Los niños en la Infancia Misionera deben disfrutar de esta experiencia de Iglesia. Experiencia de compartir, pero no solo los bienes materiales: también la fe, la alegría de saberse querido. La experiencia de saberse útiles, necesarios para los demás, ayudando a llevar la cruz, la dificultad, el peso del día a día a quienes, como nosotros, tienen deseos de ir al cielo.
Por José María Calderón Director de OMP en España
REVISTA GESTO
EN ESTE NÚMERO…
Todos somos parte de una sociedad que nos necesita y ser parte de ello es lo que nos hace mejores. Todos estamos aquí para mejorar la vida de nuestros amigos, familiares, compañeros… ¿Alguna vez has pensado cómo quieres tú mejorar el mundo en el que vives? Hay millones de formas de hacerlo. Se trata de dejar siempre todo mejor de lo que lo encontraste y tú decides cómo hacerlo.

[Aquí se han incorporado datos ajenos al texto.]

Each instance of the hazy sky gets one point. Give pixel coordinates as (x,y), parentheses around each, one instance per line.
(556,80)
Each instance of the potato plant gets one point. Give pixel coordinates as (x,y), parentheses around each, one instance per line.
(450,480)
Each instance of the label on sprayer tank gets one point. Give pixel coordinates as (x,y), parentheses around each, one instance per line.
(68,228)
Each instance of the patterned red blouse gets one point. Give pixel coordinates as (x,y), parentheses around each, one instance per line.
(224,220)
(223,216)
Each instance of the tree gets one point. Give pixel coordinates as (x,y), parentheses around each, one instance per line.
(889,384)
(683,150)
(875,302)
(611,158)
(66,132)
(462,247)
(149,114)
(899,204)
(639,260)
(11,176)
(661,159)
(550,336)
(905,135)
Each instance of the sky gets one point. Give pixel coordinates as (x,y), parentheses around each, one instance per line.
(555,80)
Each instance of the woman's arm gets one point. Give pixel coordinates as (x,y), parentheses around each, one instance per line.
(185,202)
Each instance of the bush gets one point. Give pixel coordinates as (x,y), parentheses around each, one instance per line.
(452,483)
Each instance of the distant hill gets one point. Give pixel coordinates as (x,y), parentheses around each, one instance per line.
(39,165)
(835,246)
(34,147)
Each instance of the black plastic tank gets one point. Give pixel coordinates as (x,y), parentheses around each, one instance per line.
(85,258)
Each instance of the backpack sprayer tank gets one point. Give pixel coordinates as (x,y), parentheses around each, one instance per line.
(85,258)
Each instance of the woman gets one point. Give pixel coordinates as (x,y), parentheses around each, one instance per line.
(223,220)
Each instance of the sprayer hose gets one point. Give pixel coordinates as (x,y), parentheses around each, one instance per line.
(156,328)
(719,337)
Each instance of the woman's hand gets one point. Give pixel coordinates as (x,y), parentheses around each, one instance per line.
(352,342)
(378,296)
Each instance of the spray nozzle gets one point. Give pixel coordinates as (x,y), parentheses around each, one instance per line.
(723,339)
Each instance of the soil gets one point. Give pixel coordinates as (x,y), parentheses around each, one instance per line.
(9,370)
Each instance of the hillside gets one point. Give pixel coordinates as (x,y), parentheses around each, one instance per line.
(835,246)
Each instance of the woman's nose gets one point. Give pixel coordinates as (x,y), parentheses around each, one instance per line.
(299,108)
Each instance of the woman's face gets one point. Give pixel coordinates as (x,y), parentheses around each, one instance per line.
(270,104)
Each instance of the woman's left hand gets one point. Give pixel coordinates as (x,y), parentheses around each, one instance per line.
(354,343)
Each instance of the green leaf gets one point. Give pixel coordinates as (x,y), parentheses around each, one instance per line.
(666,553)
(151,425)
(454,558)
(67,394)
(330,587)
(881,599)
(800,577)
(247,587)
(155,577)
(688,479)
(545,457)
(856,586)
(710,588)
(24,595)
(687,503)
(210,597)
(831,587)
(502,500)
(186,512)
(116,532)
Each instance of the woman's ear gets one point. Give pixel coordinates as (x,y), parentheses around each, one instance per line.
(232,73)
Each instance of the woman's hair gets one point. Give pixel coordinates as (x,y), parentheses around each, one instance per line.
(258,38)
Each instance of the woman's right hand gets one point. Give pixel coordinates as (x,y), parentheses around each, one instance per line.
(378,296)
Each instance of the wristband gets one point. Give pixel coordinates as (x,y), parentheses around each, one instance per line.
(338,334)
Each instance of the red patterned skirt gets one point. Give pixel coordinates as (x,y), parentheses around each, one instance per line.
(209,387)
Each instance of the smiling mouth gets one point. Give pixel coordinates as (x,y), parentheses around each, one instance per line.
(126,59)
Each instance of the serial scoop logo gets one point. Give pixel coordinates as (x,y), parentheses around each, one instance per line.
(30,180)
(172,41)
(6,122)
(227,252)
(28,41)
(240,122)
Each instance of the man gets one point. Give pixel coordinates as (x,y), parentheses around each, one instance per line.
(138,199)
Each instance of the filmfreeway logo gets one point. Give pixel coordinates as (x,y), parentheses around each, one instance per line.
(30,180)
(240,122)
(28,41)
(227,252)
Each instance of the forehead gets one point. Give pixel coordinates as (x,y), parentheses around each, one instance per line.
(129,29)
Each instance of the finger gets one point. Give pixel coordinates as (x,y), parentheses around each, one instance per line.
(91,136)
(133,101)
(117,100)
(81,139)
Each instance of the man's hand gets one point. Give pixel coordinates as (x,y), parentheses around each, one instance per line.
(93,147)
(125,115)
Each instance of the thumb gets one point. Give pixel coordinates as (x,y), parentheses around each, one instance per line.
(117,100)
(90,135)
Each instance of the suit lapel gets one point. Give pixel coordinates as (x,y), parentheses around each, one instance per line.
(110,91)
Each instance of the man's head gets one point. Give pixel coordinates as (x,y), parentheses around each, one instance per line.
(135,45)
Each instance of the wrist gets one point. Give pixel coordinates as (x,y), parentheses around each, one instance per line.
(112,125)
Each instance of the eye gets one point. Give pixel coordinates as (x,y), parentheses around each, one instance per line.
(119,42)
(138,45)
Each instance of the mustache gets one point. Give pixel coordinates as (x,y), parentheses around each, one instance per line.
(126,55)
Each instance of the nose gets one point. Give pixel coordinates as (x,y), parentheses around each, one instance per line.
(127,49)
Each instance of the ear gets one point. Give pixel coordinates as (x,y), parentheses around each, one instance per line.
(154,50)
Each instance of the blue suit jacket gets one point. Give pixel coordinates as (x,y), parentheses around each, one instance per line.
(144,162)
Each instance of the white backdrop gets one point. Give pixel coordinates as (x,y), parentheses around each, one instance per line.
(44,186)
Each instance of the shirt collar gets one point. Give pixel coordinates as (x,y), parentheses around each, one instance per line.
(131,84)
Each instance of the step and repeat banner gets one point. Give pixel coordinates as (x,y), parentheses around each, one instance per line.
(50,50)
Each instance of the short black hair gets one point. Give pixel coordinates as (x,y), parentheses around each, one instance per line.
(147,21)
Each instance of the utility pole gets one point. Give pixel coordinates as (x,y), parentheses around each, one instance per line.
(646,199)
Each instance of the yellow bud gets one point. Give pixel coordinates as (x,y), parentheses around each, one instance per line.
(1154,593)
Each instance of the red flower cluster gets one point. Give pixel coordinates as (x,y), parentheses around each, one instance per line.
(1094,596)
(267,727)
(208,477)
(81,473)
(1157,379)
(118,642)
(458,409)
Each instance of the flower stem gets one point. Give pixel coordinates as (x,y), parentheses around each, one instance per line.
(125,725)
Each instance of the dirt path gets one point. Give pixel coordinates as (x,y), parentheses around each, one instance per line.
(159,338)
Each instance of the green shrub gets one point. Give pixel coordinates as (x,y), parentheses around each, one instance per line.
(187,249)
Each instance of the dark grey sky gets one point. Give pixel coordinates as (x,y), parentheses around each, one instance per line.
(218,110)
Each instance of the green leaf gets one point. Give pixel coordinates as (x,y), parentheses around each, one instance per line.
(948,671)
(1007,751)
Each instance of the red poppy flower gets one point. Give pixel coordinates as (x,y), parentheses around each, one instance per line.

En un mundo dividido por el odio, las guerras, las diferencias y las envidias, los cristianos mantenemos la unidad. Nos ayudamos, nos perdonamos y mostramos a la gente que otro mundo es posible. Tenemos una responsabilidad con nuestros iguales y todos somos indispensables para Dios. Jesús escogió a los apóstoles, todos muy diferentes. Hoy, Jesús sigue escogiendo a personas como tú y como yo. Cada uno de nuestros nombres está escrito en la “lista”. Él te ha llamado y te ha escogido a ti.
Es tu momento, pequeño misionero. Interésate por los que te rodean y saca lo mejor de ti para ponerlo al servicio de todos. Dios te ha creado para que puedas darte a los demás. Todos somos necesarios, cada uno de nosotros es insustituible para el equipo de Dios.